My dear friend Martha, who is gorgeous, funny, and sweet as can be, tagged me to do a list of seven facts. I am a boring person, so these lists are always hard for me, but since Martha is also growing a baby in her adorable little belly, I will attempt the list, just for her. Who can say no to a cute pregnant girl???
1. I have stuck with the photo-of-my-funny-looking-face-every-day-goal so far. Is it cheating if I let Micah take the photo sometimes? Last night Alden and I fell asleep together and before he woke up, I whispered fiercely for Micah to come snap a photo.
2. I have not had any salt and vinegar chips since New Year's Eve. I am an addict, and quitting cold turkey was the only way to go. Can you go through salt n'vinney withdrawal? Cause I am.

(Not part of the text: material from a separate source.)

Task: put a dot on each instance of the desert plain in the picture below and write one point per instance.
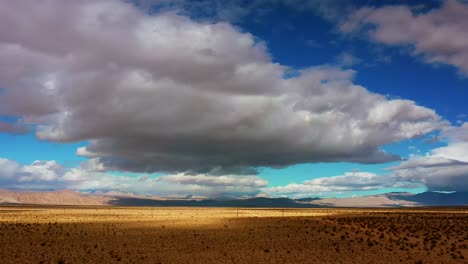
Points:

3. I finally found a place here that makes fish fry to rival Buffalo's. I have always missed that, especially during Lent. And yes, leave it to Buffalo to take a healthy food like fish and make it yummy and bad for you! Woot woot!
4. Micah threatened to take away my txting plan. Apparently, he is not a fan of my inability to pick up a phone anymore. I am a fan of a "conversation" via txt that can occur whilst kids are crying or bums are being wiped. (theirs, not mine.) I think that is a whole blog post in and of itself. Coming soon...
5. I finally bought a used copy of and started reading, "A Tree Grows in Brooklyn." Oh.My.Word. I love it. I am about halfway though it, and am already sad that it will be ending soon. That my friends is how you know a good book.
6. I tried to stretch the taco meat this week by adding black beans. I was very quiet and just made up everyone's tacos in the kitchen. I thought I was in the clear, when at the almost last bite Hadji picks a bean up and says, with great disdain, "What is this? A bug?"
7. Things I never thought I would say, but have... "Please, please do not come ask me any more questions while I am using the bathroom. Unless you, your brother, or the house is on fire, do not come near this door. " I also may have said that the house fire should be out of control before I am interrupted. Shameless, poor, mothering, tis true...
See, I am not good at these lists. Maybe you can get a refund on the 4 minutes you have invested here?